809,95 ha (2 desa : Desa Sumberejo 958 kk dan Desa Selopuro 682 kk) Koperasi Wana Manunggal

1179 ha (4 desa : Ngrejo, Karangmojo, Jatingarang, dan Alasombo)

Sedangkan Forest Stewardship Council (FSC) menciptakan istilah Hutan-hutan yang dikelola dengan Intensitas Rendah dan Berskala Kecil (Small and Low Intensity Managed Forest – SLIMF). Hutan-hutan berukuran kecil (hutan tanaman dan non hutan tanaman) ditetapkan sebagai area yang luasnya kurang dari 1000 ha (dengan kemungkinan pengurangan hutan dari ukuran rata-rata nasional). Pada hutan-hutan yang dikelola dengan intensitas rendah, nilai tebangan harus dibawah 20% dari nilai rata-rata kenaikan tambahan (riap) tahunan dari seluruh produksi unit pengelolaan di kawasan hutan tersebut. Total tebangan setahun dari kawasan hutan tadi tidak lebih dari 5000 m3. Pengelompokan

sertifikasi dimungkinkan menurut kebijakan SLIMF, sepanjang seluruh anggota kelompok merupakan Hutan Kecil atau Hutan-Hutan yang Dikelola dengan Intensitas Rendah.

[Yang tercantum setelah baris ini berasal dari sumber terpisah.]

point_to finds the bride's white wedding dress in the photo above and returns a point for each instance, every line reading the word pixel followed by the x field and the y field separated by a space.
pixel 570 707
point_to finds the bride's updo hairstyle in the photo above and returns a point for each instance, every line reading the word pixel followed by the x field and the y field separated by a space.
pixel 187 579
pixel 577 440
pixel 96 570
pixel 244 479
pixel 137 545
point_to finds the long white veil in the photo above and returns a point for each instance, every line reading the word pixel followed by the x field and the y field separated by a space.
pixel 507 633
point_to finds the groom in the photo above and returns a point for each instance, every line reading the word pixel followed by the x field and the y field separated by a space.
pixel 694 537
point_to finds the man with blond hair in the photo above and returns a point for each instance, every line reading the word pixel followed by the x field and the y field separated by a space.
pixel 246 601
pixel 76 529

Berdasarkan data tahun 2008 telah ada 6 (lima) unit manajemen hutan rakyat yang telah diberikan sertifikasi dari beberapa lembaga sertifikasi seperti : Lembaga Ekolabeling Indonesia (LEI) dan SmartWood yang berpedoman pada skema FSC (Tabel 1). Luasan setiap unit pengelolaan beragam antara 159 ha sampai yang paling luas berkisar 2434 ha, dengan kesatuannya berdasarkan kumpulan kelompok petani dan koperasi.